By H.P Daily
We figured it would be a slumber party … it turned out to be a sibling rivalry. When we offered to help out our neighbor and board their dog Shaimus for the night, we figured it would be a fun sleep over for our Lab-Hound mix Quincy … but it wasn’t.
Shaimus is a tan-coated Retriever whose bark single-handedly serves as the Neighborhood Watch, saving everyone from vicious postmen and evil pizza deliverers. He and Quincy are casual pals, greeting each other on the sidewalk with the standard sniffing protocol until they’re distracted by something more intoxicating. As for shacking up under the same roof, however, Quincy demonstrated little hospitality.Just as soon as Shaimus entered the house, Quincy issued a protective, territorial growl, warning Shaimus to not take another step. So Shaimus plopped down in the entry foyer, a strip of real estate wedged between the front door, a squat bookcase filled with albums of my wife’s ex-boyfriends, and the entry way to Quincy’s fantastic three-bedroom lair—furnished with fleece carpets, a waterbed couch and a fridge stocked with some of the freshest rawhide available—flown in daily.
The geometry of Shaimus’ narrow parcel obscured his view corridor, so Quincy made sure to broadcast all of her delights by parading her stock of well-worn stuffed animals. “These are my morning stuffies, while those are my afternoon stuffies. My evening stuffies are nicely tucked into my comfortable dog bed, but I need not tax you with those at the moment.” Quincy continued with her show & tell, delighting in her riches as Shaimus laid in a pool of austerity.
My wife and I were hardly prepared for such a standoff. As the new parents of a five-month-old girl, we were well read in the area of parenting—but only through the chapters dedicated to newborns. Our bag of tricks was limited to sleep, feed, and change—hardly a strong enough grasp to break through this stalemate.
In brainstorming through the weapons at our disposal—negotiating, bribing, and the ever-potent timeout—it occurred to us that Shaimus held the higher ground here, as he was plopped in front of the front door—the only means of egress. Quincy loves going outside. If Shaimus wasn’t allowed into the house, then Quincy wasn’t allowed outside—a newly adopted rule that we were certain would break the standoff. And it did—Quincy crapped in the kitchen.
Teaching a dog to share with a moment’s notice is like teaching a kid to read in a day. And while Quincy was wholly undeserving based on her behavior, we ultimately flooded the situation with treats. It was like giving a kid a Twizzlers, a Whatchamacallit and some Now ‘n’ Laters for doing the absolute wrong thing.

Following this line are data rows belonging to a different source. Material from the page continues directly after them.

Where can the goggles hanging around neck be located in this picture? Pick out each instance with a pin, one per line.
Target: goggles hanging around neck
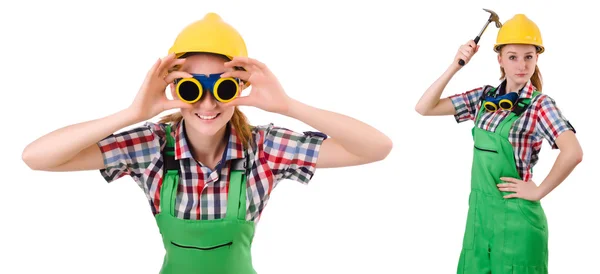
(505, 102)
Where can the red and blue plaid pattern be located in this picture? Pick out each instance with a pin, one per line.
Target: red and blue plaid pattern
(275, 154)
(542, 120)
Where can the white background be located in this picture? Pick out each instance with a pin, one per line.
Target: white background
(403, 215)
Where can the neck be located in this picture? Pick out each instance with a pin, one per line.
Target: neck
(207, 149)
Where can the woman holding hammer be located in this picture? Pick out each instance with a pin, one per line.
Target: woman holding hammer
(506, 229)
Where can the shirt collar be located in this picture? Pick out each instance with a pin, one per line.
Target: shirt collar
(233, 150)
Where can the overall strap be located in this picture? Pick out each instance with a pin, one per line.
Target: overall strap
(171, 174)
(487, 91)
(236, 196)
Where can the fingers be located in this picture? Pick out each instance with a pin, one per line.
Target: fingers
(175, 75)
(244, 75)
(246, 62)
(167, 63)
(471, 44)
(509, 179)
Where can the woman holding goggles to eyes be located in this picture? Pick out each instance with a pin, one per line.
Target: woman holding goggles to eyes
(506, 228)
(206, 172)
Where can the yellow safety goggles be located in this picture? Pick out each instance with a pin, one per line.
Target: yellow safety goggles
(505, 102)
(190, 90)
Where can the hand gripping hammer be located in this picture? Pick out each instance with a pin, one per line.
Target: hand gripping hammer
(493, 18)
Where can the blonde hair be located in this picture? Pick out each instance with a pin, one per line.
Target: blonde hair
(239, 121)
(536, 78)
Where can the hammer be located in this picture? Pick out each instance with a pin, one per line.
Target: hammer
(493, 17)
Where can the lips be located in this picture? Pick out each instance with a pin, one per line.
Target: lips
(207, 117)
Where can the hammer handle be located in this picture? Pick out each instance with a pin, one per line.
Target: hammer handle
(461, 61)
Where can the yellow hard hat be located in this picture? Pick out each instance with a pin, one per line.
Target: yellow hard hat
(212, 35)
(519, 30)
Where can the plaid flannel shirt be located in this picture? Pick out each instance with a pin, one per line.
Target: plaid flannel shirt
(275, 154)
(542, 120)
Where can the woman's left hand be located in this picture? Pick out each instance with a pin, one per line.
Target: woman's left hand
(524, 190)
(266, 94)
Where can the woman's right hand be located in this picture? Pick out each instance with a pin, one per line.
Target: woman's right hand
(466, 52)
(151, 99)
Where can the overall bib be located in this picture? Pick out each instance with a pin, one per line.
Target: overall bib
(221, 246)
(502, 235)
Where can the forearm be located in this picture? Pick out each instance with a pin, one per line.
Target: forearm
(60, 146)
(355, 136)
(563, 166)
(431, 97)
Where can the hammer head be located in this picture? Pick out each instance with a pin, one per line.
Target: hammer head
(494, 17)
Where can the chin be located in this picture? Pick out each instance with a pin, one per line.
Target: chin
(207, 126)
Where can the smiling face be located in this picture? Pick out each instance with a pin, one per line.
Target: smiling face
(207, 116)
(518, 63)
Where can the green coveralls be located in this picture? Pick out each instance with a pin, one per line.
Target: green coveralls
(221, 246)
(502, 235)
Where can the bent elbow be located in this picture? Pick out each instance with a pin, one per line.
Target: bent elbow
(384, 150)
(578, 156)
(28, 158)
(420, 110)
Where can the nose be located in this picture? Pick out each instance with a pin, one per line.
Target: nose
(207, 101)
(522, 64)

With the dogs hopped up on deliciousness, we negotiated a generous easement to access the front door. The peace accord lasted through the night, until the neighbors came home. “Everything went fine—not a problem.” That’s what we told them, not wanting to admit that our dog’s lack of hospitality bordered on sadistic. But they must have known something was up as Quincy and Shaimus’ sidewalk meet-and-greets were never quite the same.